Convert flattened CSV to nested JSON

1.4k views Asked by At

I want to create a nested JSON from a flattened CSV:

CSV:

name address_city address_state
John Mumbai MH
John Bangalore KA
Bill Chennai TN

JSON:

[
 {
  "name": "John",
  "address": [
              {
               "city": "Mumbai",
               "state": "MH"
              },
              {
               "city": "Bangalore",
               "state": "KA"
             }
            ]
 },
 {
  "name": "Bill",
  "address": [
              {
               "city": "Chennai",
               "state": "TN"
              }
            ]
 }
]

I'm using univocity parser with @Nested annotation like this:

@Nested(headerTransformer = AddressTypeTransformer.class, args = "address")
private Address address;

and I'm getting JSON output as below, which has the address object and not array which is perfectly fine:

[
 {
  "name": "John",
  "address": {
               "city": "Mumbai",
               "state": "MH"
              }
 },
 {
  "name": "John",
  "address": {
               "city": "Mumbai",
               "state": "MH"
             }
 },
 {
  "name": "Bill",
  "address": {
               "city": "Chennai",
               "state": "TN"
              }
 }
]

But when i change the code to make the address as array:

@Nested(headerTransformer = AddressTypeTransformer.class, args = "address")
private Address[] address;

I get following error:

Exception in thread "main" com.univocity.parsers.common.DataProcessingException: Unable to instantiate class '[Lcom.ss.beans.Address;'
Internal state when error was thrown: line=2, column=0, record=1, charIndex=58, headers=[id, name, address_city, address_state],

Why the @Nested annotation is not working with arrays/lists? How can I solve this problem? Is there any other way to solve this problem without using univocity?

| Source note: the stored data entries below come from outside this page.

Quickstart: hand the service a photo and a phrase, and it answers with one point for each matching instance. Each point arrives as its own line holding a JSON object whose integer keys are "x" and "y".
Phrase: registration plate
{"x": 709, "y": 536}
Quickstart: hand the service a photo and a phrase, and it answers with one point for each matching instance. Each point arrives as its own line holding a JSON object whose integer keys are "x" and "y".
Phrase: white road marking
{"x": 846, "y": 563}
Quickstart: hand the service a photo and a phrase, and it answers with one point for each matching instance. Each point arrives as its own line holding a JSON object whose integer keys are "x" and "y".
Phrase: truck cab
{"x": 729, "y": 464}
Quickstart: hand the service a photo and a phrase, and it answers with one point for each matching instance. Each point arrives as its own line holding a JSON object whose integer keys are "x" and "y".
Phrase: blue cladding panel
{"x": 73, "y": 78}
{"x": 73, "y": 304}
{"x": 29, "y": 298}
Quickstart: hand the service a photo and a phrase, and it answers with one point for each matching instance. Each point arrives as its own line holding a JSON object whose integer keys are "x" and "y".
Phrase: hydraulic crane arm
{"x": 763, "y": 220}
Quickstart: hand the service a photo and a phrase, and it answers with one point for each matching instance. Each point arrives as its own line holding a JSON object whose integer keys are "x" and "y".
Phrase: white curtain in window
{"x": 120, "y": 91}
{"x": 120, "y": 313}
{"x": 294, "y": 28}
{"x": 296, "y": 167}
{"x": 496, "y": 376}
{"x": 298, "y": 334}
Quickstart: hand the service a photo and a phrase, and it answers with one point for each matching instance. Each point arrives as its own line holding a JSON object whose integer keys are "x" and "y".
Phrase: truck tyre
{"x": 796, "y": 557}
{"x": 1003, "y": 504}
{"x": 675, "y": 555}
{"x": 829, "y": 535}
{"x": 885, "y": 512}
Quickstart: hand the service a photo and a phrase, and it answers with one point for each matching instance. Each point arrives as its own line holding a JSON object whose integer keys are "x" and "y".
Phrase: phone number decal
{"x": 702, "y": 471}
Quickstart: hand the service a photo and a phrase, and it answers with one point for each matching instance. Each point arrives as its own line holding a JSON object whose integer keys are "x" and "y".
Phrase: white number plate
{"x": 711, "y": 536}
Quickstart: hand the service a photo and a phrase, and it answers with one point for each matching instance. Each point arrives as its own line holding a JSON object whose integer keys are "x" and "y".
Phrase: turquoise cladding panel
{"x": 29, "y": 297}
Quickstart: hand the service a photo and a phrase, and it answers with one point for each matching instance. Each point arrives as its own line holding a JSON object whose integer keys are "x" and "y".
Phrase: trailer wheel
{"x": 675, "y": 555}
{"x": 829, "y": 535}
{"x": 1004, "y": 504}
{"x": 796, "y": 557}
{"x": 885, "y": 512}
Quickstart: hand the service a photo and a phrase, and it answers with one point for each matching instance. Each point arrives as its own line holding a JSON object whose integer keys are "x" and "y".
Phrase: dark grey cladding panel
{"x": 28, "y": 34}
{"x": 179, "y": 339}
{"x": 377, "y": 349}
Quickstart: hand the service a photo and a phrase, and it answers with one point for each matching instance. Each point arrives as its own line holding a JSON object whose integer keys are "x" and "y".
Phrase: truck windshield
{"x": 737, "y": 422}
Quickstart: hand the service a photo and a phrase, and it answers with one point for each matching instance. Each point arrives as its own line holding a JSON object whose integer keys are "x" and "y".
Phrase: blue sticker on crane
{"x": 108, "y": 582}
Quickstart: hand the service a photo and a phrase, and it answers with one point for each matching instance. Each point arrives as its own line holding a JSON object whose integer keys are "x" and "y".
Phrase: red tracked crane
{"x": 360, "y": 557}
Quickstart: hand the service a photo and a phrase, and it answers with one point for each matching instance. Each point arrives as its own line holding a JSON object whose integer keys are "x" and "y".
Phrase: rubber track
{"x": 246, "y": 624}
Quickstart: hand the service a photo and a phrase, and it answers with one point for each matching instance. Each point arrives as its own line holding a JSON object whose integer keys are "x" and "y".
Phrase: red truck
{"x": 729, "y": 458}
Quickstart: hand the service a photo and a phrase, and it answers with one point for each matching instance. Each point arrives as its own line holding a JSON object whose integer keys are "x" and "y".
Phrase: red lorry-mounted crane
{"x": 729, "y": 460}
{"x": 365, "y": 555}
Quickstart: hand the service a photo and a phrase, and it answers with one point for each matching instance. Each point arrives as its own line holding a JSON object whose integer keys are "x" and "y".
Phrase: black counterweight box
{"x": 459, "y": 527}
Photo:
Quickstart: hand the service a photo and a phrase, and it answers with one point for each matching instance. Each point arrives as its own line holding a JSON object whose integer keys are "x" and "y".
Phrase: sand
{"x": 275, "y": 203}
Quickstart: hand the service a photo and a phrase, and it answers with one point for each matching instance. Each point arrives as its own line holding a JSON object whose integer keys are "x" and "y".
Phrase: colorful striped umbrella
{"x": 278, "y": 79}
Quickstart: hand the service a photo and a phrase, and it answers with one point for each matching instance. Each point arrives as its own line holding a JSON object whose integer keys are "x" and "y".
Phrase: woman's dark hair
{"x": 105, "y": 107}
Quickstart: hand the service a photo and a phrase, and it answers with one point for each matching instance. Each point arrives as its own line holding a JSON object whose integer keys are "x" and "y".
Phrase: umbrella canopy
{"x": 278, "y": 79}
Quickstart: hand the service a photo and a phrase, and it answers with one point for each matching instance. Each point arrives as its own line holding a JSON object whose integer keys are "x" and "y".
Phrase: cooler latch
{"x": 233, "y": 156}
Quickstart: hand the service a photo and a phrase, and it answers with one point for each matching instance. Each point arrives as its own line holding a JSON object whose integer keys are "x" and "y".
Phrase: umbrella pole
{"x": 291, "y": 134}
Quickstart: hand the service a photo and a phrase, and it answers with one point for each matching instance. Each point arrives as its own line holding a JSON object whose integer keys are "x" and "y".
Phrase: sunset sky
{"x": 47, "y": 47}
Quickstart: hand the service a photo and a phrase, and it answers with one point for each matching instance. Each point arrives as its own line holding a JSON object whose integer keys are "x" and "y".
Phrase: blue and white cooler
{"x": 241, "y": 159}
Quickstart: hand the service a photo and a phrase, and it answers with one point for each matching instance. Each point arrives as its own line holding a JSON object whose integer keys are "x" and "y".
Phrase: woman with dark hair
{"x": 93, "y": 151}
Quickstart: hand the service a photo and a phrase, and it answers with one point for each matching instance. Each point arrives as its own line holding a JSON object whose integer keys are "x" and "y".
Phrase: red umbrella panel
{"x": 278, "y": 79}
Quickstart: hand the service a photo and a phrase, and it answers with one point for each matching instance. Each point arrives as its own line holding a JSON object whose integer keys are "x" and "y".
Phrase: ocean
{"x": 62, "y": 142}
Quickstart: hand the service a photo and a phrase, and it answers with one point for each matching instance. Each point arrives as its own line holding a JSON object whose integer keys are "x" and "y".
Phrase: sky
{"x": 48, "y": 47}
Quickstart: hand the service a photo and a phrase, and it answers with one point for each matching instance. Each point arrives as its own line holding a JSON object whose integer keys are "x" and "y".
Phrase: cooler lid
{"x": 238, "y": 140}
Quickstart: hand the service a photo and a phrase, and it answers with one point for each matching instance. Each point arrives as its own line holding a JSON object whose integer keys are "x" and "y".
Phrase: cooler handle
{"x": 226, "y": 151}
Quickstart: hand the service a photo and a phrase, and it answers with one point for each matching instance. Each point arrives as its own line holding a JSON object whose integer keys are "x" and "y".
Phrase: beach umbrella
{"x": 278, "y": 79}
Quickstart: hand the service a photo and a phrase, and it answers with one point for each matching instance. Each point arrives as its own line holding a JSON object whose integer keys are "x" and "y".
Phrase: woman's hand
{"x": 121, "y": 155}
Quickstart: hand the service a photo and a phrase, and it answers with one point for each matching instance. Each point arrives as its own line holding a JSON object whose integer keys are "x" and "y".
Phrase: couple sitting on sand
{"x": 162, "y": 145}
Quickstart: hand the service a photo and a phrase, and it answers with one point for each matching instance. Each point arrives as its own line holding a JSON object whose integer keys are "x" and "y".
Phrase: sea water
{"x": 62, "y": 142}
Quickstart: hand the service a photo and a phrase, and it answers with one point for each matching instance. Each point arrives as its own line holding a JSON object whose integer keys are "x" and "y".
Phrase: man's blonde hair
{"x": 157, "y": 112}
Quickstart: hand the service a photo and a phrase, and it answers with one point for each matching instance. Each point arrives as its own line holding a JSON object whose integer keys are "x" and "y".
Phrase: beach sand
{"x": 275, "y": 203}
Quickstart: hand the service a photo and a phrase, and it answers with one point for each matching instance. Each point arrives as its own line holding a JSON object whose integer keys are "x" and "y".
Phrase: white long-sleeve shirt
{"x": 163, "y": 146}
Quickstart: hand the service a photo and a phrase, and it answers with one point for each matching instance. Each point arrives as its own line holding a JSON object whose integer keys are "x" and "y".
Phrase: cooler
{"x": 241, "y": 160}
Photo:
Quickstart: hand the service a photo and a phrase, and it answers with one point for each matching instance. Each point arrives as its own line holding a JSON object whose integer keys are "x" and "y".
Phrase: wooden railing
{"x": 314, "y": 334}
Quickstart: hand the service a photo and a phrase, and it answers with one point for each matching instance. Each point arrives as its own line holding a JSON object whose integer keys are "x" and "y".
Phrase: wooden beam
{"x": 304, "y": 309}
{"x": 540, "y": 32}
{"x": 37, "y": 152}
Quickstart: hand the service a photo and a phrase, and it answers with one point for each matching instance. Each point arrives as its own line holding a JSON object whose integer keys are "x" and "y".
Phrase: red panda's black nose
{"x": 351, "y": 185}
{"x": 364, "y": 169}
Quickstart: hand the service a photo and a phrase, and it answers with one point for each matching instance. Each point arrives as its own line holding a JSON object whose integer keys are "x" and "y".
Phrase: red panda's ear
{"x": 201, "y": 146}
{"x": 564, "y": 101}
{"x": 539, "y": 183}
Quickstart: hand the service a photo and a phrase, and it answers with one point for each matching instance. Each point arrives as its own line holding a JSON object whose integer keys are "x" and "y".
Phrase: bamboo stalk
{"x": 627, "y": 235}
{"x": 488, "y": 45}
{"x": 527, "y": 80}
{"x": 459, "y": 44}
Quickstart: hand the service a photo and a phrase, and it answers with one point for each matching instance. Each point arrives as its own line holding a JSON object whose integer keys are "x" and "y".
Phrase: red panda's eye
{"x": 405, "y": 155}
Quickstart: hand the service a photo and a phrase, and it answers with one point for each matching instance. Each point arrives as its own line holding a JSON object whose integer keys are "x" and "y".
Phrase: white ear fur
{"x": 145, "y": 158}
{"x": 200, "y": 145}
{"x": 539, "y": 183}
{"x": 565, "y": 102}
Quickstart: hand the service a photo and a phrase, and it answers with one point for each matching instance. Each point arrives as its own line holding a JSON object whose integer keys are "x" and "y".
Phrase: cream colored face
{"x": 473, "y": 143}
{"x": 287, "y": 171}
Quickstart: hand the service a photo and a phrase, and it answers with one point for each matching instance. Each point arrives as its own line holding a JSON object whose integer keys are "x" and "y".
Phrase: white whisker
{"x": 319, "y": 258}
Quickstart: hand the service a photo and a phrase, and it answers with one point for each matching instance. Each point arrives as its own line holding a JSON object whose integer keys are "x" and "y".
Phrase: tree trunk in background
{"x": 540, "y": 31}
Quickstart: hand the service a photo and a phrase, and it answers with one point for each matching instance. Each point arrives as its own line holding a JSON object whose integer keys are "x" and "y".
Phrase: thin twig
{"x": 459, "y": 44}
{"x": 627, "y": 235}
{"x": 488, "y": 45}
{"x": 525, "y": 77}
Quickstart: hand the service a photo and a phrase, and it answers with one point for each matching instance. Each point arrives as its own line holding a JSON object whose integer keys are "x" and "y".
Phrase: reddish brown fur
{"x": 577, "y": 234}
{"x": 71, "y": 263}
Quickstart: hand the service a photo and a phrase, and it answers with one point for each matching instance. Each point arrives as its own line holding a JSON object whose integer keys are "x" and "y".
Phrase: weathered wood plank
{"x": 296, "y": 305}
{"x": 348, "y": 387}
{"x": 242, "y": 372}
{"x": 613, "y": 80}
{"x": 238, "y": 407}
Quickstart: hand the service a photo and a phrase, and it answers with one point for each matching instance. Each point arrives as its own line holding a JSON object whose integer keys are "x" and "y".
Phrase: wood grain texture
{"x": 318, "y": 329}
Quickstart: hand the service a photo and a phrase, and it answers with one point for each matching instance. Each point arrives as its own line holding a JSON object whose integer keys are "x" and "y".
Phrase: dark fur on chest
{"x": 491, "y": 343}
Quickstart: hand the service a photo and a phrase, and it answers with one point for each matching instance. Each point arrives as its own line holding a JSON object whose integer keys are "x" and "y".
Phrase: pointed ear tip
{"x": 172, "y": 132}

PS: I'm asking this question after following the reply from @Jeronimo Backes in this post: Convert CSV data into nested json objects using java library

1

There are 1 answers

0
andrewJames On

Here is my approach:

The test data (in my case, the fields are tab-separated):

name    address_city    address_state
John    Mumbai  MH
John    Bangalore   KA
Bill    Chennai TN

The imports I used:

import com.google.gson.Gson;
import com.univocity.parsers.common.processor.BeanListProcessor;
import com.univocity.parsers.csv.CsvParser;
import com.univocity.parsers.csv.CsvParserSettings;
import java.io.File;
import java.io.FileReader;
import java.io.IOException;
import java.io.Reader;
import java.nio.charset.StandardCharsets;
import java.util.HashMap;
import java.util.List;
import java.util.Map;

The processing code:

//
// parse the source file into a list of SourceRecord beans:
//
Reader reader = new FileReader(new File("C:/tmp/univocity_demo.csv"), StandardCharsets.UTF_8);
BeanListProcessor<SourceRecord> processor = new BeanListProcessor<>(SourceRecord.class);
CsvParserSettings parserSettings = new CsvParserSettings();
parserSettings.getFormat().setDelimiter("\t"); // tab separated data
parserSettings.getFormat().setLineSeparator("\n");
parserSettings.setProcessor(processor);
CsvParser parser = new CsvParser(parserSettings);
parser.parse(reader);
List<SourceRecord> sourceRecords = processor.getBeans();

//
// process those SourceRecord objects into consolidated Name beans:
//
Map<String, Name> namesMap = new HashMap<>();
sourceRecords.forEach(sourceRecord -> {
    String sourceName = sourceRecord.getName();
    if (namesMap.containsKey(sourceName)) {
        namesMap.get(sourceName).getAddresses().add(sourceRecord.getAddress());
    } else {
        Name name = new Name();
        name.setName(sourceName);
        name.getAddresses().add(sourceRecord.getAddress());
        namesMap.put(sourceName, name);
    }
});

//
// convert to JSON:
///
Gson gson = new Gson();
String json = gson.toJson(namesMap.values());

The SourceRecord bean is as follows. Note that we do not need anything other than the basic @Nested annotation, here:

public class SourceRecord {
    
    @Parsed(field = "name")
    private String name;
    
    @Nested
    private Address address;

    // getters/setters not shown

}

Here are the output Name and Address beans. Note I am using the field name addresses (not address) in the Name bean:

public class Name {
    
    private String name;
    
    private final List<Address> addresses = new ArrayList<>();

    // getters/setters not shown
}

And the Address bean - this is used both for the final output and also when reading the source file (hence the annotations are needed):

public class Address {
    
    @Parsed(field = "address_city")
    private String city;
    
    @Parsed(field = "address_state")
    private String state;

    // getters/setters not shown
    
}

The final JSON is:

[{
    "name": "John",
    "addresses": [{
        "city": "Mumbai",
        "state": "MH"
    }, {
        "city": "Bangalore",
        "state": "KA"
    }]
}, {
    "name": "Bill",
    "addresses": [{
        "city": "Chennai",
        "state": "TN"
    }]
}]